In “Medicare at Risk: Visualizing the Need for Reform,” Heritage’s Kathryn Nix and John Fleming illustrate the facts about Medicare and why Washington must come to the rescue with innovative solutions to preserve the program today and into the future.
President Lyndon Johnson signed Medicare into law in 1965, creating a program that today provides health insurance to some 48 million Americans. Now, though, that program is in desperate need of reform as the United States grapples with retiring baby boomers entering the system, increasing health care costs and a status quo that simply can’t be sustained.
Case in point: Medicare spending is growing faster than the rest of the federal budget, and it’s the main cause of America’s long-term deficits. As Nix and Fleming show, Medicare’s costs are projected to shoot through the roof, surpassing Social Security, Medicaid, Obamacare subsidies and all other non-interest spending by 2050. Want more proof on how bad the situation is? By 2040, Medicare’s shortfall will account for 81 percent of the federal deficit.
Here’s another disturbing fact: The number of workers per Medicare beneficiary is falling dramatically. Back in 1965, there were 4.6 workers contributing to Medicare for every person receiving benefits. Today, there are only 3.3 workers, and in 2030, that number will fall to 2.3. That falling ratio is leading to the program’s insolvency. And with longer life expectancy (which of course is a good thing), seniors today are collecting benefits for almost three times as long as when the program first started. That means the program is paying more benefits than ever before.
Unfortunately, the situation isn’t going to get any better absent congressional action. The Medicare trustees (who issue reports on the program’s fiscal stability) project that under current law, Medicare will rack up $26.9 trillion in unfunded obligations over the next 75 years. In a more likely scenario, that number soars to $36.9 trillion. American taxpayers will pay the costs, and seniors will suffer the effects of a program that’s going broke.

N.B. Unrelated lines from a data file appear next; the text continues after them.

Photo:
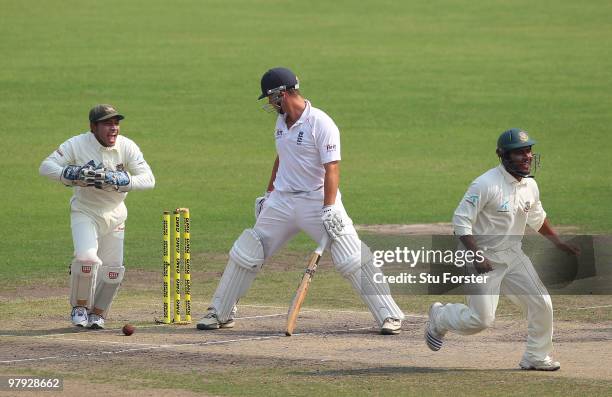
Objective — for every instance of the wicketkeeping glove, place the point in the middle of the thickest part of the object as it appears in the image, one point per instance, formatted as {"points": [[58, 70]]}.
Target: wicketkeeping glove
{"points": [[111, 180], [332, 220], [79, 175]]}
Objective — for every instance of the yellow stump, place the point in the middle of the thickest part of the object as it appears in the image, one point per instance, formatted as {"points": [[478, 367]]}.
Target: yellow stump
{"points": [[187, 263], [166, 266], [177, 266]]}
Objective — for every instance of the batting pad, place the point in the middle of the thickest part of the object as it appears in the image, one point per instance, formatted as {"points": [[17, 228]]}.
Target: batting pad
{"points": [[83, 277], [245, 261], [108, 286], [355, 262]]}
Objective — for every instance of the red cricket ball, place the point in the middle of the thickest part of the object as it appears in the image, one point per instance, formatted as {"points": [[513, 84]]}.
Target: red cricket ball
{"points": [[128, 329]]}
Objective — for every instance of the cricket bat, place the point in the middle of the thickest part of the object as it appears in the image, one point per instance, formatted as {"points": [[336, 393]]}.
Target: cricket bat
{"points": [[300, 294]]}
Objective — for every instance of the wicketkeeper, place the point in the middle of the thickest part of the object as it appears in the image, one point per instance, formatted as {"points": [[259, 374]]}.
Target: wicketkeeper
{"points": [[302, 195], [101, 166]]}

What’s that burden look like today? Working Americans pay for about 88 percent of seniors’ Medicare benefits through payroll taxes. Right now, that tax rate is set at 2.9 percent, costing a median household about $1,430 in 2010. But if Congress turns to tax hikes alone to cover the deficit in Medicare Part A (which covers inpatient care in hospitals), that rate would have to go up to 5.33 percent, costing that same household $2,630 per year.
President Obama’s health care plan makes things even worse for the very seniors Medicare serves. Nix and Fleming show that Obamacare cuts $421 billion from Medicare in order to pay for other programs that aren’t even for seniors. On top of that, a large chunk of the Obamacare cuts come from slashing reimbursement rates for doctors, meaning that seniors’ access to health care providers is at risk, with 40 percent of providers in danger of closing their doors by 2050.
It doesn’t have to be this way. The Heritage Foundation’s Saving the American Dream plan proposes reforms that would transform Medicare into a real insurance program that provides financial security to retirees and guarantees assistance to people who need it. Seniors will enroll in the health plans of their choice, much like Members of Congress and millions of federal employees do, and unlike today, all plans will include catastrophic protection.
The picture of Medicare’s future is not a pretty one, and doing nothing about it won’t improve the situation. America can’t afford the status quo, and it’s time for leaders in Washington to do more than talk a good game, but to actually enact reforms that make sure Medicare’s promise can be kept for those who need it most.